# Applet <> Servlet



## CyberKane (1. Mai 2004)

Folgende Situation:

Ich habe ein Applet geschrieben, welches mit einem Servlet kommuniziert. Bisher habe ich es nur Lokal getestet und es funktionierte wunderbar. Lokal bedeutet, dass ich Apache Tomcat auf meinen privaten Rechner installiert habe und gleichzeitig das Applet auf meinem Rechner ausgeführt habe. Das Applet hat wie gewünscht Anfragen an das Servlet geschickt und das Servlet hat Antworten zurückgeschickt. (Pfad = "http://localhostort/servlet/server")

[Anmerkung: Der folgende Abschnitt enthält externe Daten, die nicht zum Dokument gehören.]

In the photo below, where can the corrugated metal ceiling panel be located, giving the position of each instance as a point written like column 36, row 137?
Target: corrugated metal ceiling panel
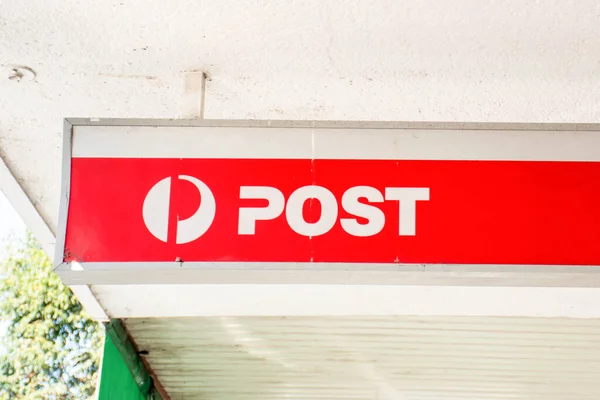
column 404, row 358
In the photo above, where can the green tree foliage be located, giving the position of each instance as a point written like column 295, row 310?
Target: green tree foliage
column 51, row 349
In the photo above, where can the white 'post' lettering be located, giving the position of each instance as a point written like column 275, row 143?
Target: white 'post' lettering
column 329, row 210
column 407, row 198
column 375, row 217
column 249, row 215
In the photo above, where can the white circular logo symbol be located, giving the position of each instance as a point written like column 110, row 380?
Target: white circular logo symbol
column 157, row 207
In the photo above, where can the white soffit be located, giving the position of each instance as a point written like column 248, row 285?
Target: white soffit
column 372, row 358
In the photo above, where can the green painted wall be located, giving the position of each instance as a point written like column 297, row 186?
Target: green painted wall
column 116, row 381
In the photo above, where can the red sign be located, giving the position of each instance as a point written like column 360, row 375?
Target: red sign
column 233, row 209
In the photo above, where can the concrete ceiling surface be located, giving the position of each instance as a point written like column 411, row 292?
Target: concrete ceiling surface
column 462, row 60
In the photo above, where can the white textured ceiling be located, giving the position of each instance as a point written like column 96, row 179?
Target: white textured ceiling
column 461, row 60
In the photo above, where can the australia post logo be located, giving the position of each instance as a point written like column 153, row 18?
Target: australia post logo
column 359, row 202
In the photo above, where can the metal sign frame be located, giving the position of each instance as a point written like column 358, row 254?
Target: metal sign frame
column 306, row 273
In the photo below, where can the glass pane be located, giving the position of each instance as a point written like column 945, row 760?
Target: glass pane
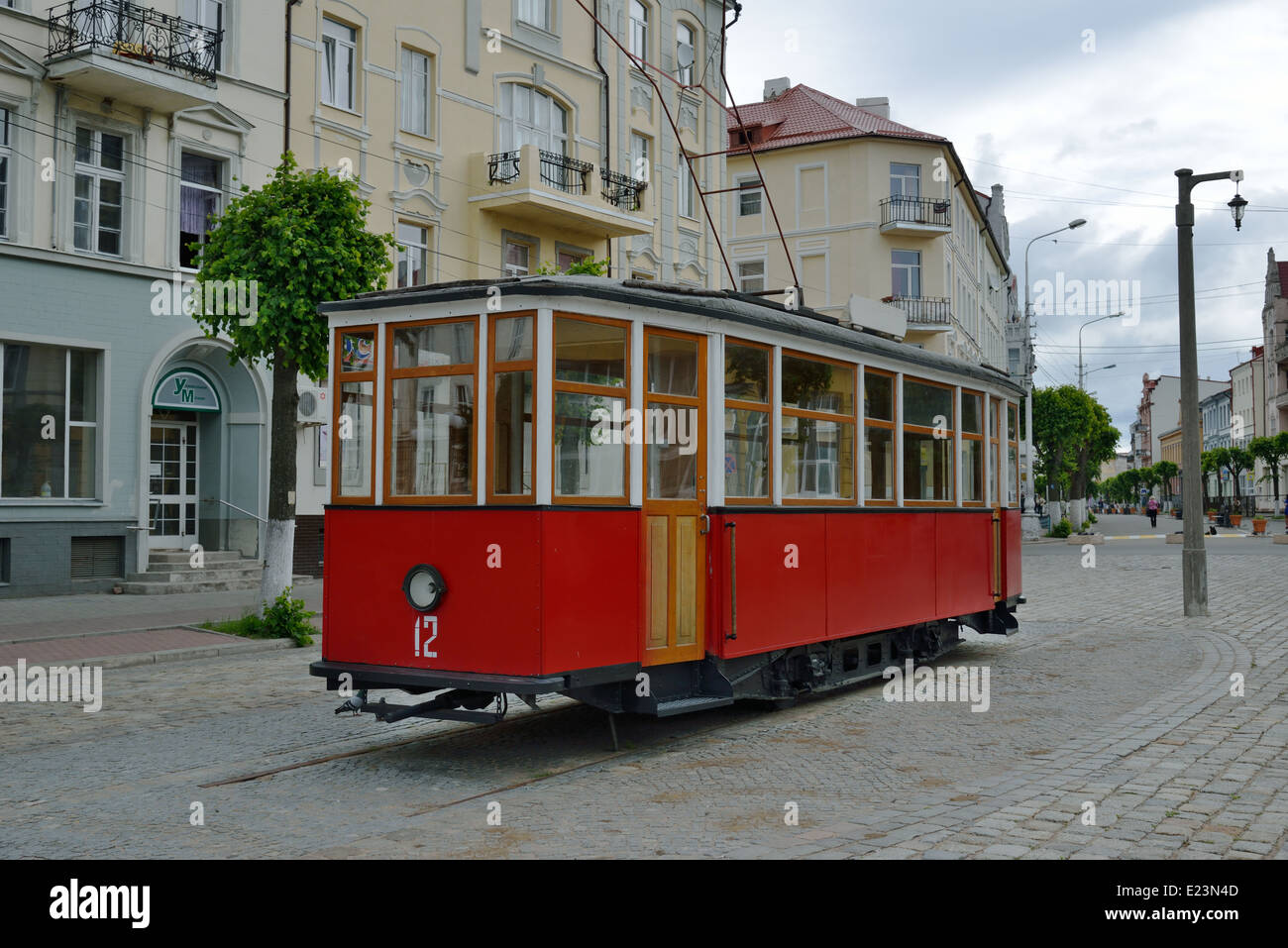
column 746, row 372
column 973, row 471
column 34, row 430
column 437, row 344
column 927, row 467
column 818, row 459
column 816, row 385
column 673, row 366
column 590, row 353
column 590, row 451
column 514, row 339
column 357, row 352
column 511, row 433
column 671, row 442
column 971, row 414
column 357, row 403
column 927, row 406
column 433, row 424
column 879, row 464
column 746, row 454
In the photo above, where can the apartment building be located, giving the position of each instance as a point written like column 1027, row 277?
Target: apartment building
column 123, row 130
column 872, row 210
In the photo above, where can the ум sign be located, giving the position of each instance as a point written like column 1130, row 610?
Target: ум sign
column 185, row 390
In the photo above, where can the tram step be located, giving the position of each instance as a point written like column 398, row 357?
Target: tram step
column 682, row 706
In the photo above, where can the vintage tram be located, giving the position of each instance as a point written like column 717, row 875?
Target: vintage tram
column 649, row 497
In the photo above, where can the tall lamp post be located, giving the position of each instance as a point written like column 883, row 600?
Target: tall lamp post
column 1193, row 554
column 1081, row 364
column 1030, row 524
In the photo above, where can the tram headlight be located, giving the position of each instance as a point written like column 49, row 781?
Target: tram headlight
column 424, row 587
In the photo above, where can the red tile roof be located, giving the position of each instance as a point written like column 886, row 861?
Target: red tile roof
column 806, row 116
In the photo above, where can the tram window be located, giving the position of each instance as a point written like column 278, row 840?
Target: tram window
column 513, row 427
column 747, row 432
column 816, row 440
column 429, row 432
column 591, row 369
column 973, row 449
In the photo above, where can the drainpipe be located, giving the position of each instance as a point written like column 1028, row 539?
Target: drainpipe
column 286, row 104
column 605, row 151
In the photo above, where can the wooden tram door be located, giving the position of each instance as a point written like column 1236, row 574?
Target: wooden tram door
column 675, row 496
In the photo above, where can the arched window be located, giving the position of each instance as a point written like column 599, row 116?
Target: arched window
column 532, row 117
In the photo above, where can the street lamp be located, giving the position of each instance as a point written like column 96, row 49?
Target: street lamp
column 1081, row 373
column 1193, row 556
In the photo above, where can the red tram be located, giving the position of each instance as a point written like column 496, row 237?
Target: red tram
column 651, row 498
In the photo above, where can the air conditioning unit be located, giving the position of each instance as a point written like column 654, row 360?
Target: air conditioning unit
column 312, row 408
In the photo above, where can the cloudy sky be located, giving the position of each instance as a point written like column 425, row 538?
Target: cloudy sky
column 1069, row 134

Soweit so gut. Nach den Erfolgreichen Tests habe ich mir nun zugriff auf einen Root-Server verschfft und das Servlet dorthin hochgeladen. Es wird auch fehlerfrei dort ausgeführt. Das Applet habe ich entsprechend umgeschrieben, so das es jetzt auf Pfad = "http://ip-adresseort/servlet/server" zugreift. Jeddoch empfängt das Applet nun keine Daten mehr vom Server, obwohl genau der gleiche vorgang über lokalhost funktioniert.  :cry:

Hat jemand irgendwelche Vorschläge, Tipps oder weis was man im dem Fall beachten sollte?


----------



## CyberKane (9. Mai 2004)

Inzwischen habe ich eine Lösung für dieses Problem gefunden:

Wenn das Applet mit auf dem gleichen Server wie das Servlet liegt funktioniert es merkwürdiger weise. Das kann zwar eigentlich nicht der Sinn und Zweck einer Kommunikation zischen Applet und Servlet sein, aber in meinem Fall ist es egal.

Trotzdem würde es mich interessieren ob jemand eine Idee hat, wie sowas zustande kommen kann...


----------



## Eriwan (29. Mai 2004)

Das würd mich auch interesieren. ICQ2go funktioniert wohl auch nach dem prinzip. Hast du im Netz eine gute Doku wo beschrieen ist wie man Servlets mit Applets kommunizieren läst?


----------



## L-ectron-X (30. Mai 2004)

Nun ja, ich hoffe ich habe Dich richtig verstanden und wir reden somit von der selben Sache ???:L 
Applets können sich nur mit dem Rechner verbinden, von dem sie herunter geladen wurden.


----------



## AlArenal (2. Jun 2004)

Das sind die üblichen Sicherheitsrestriktionen von Applets. Beschäftige sich mal ein wenig mit Security Managern und schau dir mal Jarkive an. Ist ein freies GUI-Tool, mit dem man u.a. Applets signieren kann. Ohne Zertifikat/Signierung ist nämlich Essig mit Zugriff auf lokale Dateien, Netzwerk, ...


----------